At 11:00, she took off her pantyhose. It was getting late, after all, and romance wasn’t everything. “Where are we headed to?” she asked.

The bus driver didn’t say anything.

“Hmmmm,” she moaned, moaning her best Hmmmm. “I can’t wait.”

Penny stood up next to him and caressed the back of his neck, feeling the little hairs at the base of his skull, so soft. “I love surprises,” she said, although she did not.

The bus driver kept looking ahead, abandoning even the comfort of the rearview mirror.

Long minutes passed and eventually Penny sat back down. And waited some more. She waited and he drove and drove, the sun long gone, the new day approaching quickly, like another bus to meet.

“Look,” she said, “should we pull over? I would l-o-v-e to pull over with you.”

They drove south. That’s the direction they were headed: south.

And that bus driver just got bigger and bigger, a near giant, and led her away.

“Stop!” she said at 1:00. And he did. He spoke his first words to her in hours at a gas station several hundreds of miles from home. “Stay on,” he said, and what could she do?

As they drove Penny got to hating the bus driver, his long tease, his endless road trip.

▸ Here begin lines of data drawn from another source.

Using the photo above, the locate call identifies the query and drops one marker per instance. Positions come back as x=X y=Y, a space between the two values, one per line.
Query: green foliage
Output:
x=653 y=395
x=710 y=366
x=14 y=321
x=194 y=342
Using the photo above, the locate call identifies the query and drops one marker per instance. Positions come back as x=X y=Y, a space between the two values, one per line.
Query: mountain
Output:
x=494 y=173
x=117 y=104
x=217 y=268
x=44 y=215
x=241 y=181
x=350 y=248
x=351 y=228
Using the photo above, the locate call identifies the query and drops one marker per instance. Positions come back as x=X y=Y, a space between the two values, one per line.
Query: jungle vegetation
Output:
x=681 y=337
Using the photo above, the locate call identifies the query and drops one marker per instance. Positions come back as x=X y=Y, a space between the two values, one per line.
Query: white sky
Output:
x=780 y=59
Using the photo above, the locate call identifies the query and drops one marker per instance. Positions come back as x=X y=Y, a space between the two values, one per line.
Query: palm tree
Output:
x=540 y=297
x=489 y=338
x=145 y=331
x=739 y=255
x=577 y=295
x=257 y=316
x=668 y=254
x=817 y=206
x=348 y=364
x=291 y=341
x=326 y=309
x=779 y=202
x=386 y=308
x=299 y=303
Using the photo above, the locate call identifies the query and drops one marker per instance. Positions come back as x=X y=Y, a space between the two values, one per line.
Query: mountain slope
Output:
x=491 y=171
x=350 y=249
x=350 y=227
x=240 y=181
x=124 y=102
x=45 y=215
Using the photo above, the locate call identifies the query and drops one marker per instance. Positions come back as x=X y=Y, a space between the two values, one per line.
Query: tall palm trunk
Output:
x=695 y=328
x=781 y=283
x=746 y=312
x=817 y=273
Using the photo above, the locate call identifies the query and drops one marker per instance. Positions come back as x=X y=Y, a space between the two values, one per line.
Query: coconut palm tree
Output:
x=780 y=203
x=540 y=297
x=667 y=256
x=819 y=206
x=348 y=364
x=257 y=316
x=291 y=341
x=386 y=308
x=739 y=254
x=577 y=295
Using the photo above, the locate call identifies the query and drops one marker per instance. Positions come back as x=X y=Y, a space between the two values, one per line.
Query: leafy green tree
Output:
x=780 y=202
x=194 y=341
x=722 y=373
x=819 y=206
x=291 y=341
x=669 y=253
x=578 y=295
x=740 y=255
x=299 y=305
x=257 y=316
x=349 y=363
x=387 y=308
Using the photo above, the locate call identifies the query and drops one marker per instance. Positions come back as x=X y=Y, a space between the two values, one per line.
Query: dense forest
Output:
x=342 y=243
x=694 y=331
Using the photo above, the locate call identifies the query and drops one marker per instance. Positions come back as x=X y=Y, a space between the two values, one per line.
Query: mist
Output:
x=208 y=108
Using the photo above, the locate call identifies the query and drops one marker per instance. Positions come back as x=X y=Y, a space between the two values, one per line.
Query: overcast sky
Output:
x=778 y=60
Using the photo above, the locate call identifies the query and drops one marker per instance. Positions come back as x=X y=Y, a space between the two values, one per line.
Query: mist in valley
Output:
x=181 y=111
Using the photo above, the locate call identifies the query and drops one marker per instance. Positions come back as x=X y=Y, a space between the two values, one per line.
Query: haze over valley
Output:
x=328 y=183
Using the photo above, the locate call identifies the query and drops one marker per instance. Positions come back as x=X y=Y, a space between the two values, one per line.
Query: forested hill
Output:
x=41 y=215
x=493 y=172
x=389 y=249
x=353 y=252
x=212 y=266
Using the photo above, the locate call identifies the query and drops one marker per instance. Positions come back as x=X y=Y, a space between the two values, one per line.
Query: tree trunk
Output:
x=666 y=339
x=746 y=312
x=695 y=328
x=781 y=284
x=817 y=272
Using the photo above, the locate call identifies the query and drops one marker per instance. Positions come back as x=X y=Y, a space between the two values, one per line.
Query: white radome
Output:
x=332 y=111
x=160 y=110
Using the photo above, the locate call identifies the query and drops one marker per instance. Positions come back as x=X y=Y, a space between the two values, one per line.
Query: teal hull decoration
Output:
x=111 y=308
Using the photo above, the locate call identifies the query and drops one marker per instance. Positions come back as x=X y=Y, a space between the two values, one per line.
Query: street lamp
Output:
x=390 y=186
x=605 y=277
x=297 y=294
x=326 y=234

She threw her pantyhose against the windshield, their black legs crumpled and sliding down. She was really ready to go.

The bus driver, though, he was dedicated. He wanted a commitment.

“I have a husband!” she yelled, crossing her arms meanly. “Hey, let me off!”

“It’s your first day!” she said, and moved to the back of the bus. She looked out the side windows, watched the road turn from pavement to dirt to pavement again, saw the unfamiliar road signs and ignored them, and then fell asleep. She couldn’t help it. It was very late.

Penny woke up to the calm bus driver’s voice. “Look,” he said, pointing out the right window. The sun was coming up over the horizon, a bright half circle, making the trees golden, lighting her pale skin. She adjusted her eyes, watched the sun move up, move out, lay over the fields with purpose. He had offered her this, had loved her at least this much.

Penny was ready to get off, really. She raised her hand again, raised it for the thousandth time, but now jerked the line. The stiff bell rang. Sadness flooded her heart for that single lonely ding, so trained, so short. Her heart flooded and then she looked out the window

and recognized her neighborhood, the familiar houses, the broken sidewalk, and then she felt nothing at all.

The bus driver’s ears perked at the bell and he stopped. The slim double doors opened. Penny stumbled out of her seat, walked the great distance of the bus aisle, pushed a hand over her hair to smooth it, and walked off. “Have a nice day!” he yelled and she looked back, cooly. She walked, and walked, she circled the block without knowing why, and she thought, as she dragged herself across the neighbor’s lawn, that she had been closer to home than this a million times.